Стол был длинный, накрытый на пятерых, мы сидели на нем хаотично, как фигуры на слишком большой доске. Во главе стола, на месте хозяина, стоял пустой стул, никто на него не сел.
Кухарка Марта, грузная, лет пятидесяти, с красными руками и заплаканными глазами, подавала холодную баранину, картофель и печеные яблоки. Всякий раз, ставя блюдо, крестилась мелким быстрым крестом, будто отгоняла что-то от еды.
— Марта, ради бога, — не выдержала Эвелин. — Ты перекрестила уже баранину, картофель и соусник. Что дурного может случиться с соусником?
— Все может, мэм, — сказала Марта и ушла на кухню.
Томас налил себе вина, потом, подумав, долил доверху.
— Ну что, агент, — сказал он с той бодростью, какая дается только с четвертым стаканом. — Порадуйте нас. Вы уже знаете, отчего умер дядя, или нам предстоит еще одна ночь в этом склепе?
— Знаю кое-что, — сказал я. — Но говорить об этом за столом не стану.
— Отчего же? Мы тут все свои. — Он обвел стол стаканом. — Или вы полагаете, что кто-то из нас…
— Томас, — сказал доктор Кэмпбелл.
— А что Томас? Что Томас⁈ — Стакан стукнул о стол. — Двое суток мы ходим вокруг да около и притворяемся, будто ничего не происходит. Дядя лежит наверху с лицом, от которого Марту трижды стошнило. Радио сломано. Телефон мертв.
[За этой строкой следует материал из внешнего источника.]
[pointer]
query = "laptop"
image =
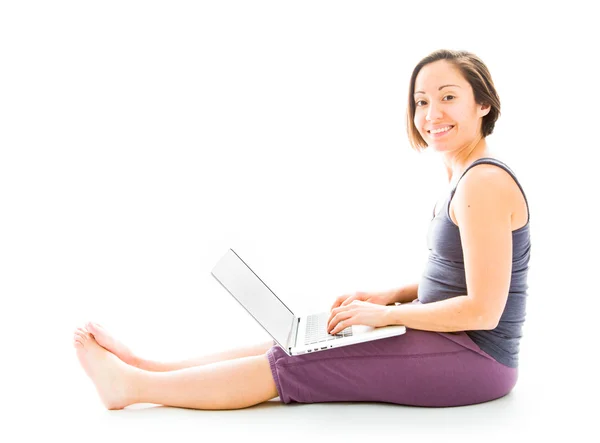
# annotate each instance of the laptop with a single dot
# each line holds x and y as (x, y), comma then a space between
(295, 335)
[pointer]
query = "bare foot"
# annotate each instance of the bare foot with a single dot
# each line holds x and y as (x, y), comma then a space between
(111, 376)
(108, 342)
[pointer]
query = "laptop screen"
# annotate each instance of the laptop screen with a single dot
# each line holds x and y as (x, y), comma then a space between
(255, 296)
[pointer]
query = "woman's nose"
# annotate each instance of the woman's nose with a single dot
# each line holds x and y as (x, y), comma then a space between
(433, 113)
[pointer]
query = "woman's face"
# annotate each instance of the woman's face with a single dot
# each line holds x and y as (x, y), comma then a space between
(445, 104)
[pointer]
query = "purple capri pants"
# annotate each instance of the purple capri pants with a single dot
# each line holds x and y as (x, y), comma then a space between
(418, 368)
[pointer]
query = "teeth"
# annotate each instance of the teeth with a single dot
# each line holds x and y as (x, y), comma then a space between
(437, 131)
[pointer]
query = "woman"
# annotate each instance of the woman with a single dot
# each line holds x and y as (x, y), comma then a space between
(463, 318)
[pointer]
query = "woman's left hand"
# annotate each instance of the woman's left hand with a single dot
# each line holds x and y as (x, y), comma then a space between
(357, 313)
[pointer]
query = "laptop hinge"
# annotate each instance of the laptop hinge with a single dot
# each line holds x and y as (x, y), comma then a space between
(293, 333)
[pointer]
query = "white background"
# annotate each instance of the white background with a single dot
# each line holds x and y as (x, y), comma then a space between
(141, 140)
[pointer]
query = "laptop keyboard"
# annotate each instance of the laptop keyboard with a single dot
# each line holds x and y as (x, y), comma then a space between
(316, 329)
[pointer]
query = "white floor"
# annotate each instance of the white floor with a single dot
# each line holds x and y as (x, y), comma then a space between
(53, 397)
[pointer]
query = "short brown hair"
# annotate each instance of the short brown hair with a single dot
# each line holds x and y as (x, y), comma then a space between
(475, 72)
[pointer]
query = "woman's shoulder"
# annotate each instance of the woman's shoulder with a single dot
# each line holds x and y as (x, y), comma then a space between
(489, 181)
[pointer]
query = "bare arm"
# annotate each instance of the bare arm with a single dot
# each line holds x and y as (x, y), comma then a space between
(405, 294)
(460, 313)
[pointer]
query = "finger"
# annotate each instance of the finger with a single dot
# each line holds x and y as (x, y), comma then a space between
(342, 324)
(349, 300)
(334, 312)
(338, 301)
(334, 325)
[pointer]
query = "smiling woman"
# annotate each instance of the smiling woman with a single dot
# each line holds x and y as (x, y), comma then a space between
(463, 318)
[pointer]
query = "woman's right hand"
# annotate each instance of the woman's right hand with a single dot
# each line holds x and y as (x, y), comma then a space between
(379, 298)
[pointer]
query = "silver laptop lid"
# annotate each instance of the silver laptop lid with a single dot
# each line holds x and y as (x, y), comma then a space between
(255, 296)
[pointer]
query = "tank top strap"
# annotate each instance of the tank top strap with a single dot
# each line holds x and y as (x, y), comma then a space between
(491, 161)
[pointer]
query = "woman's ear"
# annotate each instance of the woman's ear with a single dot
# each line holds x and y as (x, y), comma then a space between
(484, 110)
Море бушует вокруг. И вот приезжает человек из Вашингтона, разгуливает по дому с фонарем, фотографирует пыль в подвале, да-да, мне уже сказали, и мы должны делать вид, что это визит вежливости?
В столовой стало тихо. Свечи качнулись, где-то в глубине дома хлопнула дверь.
— Хорошо, — сказал я. — Тогда давайте напрямую, раз уж вы так этого хотите.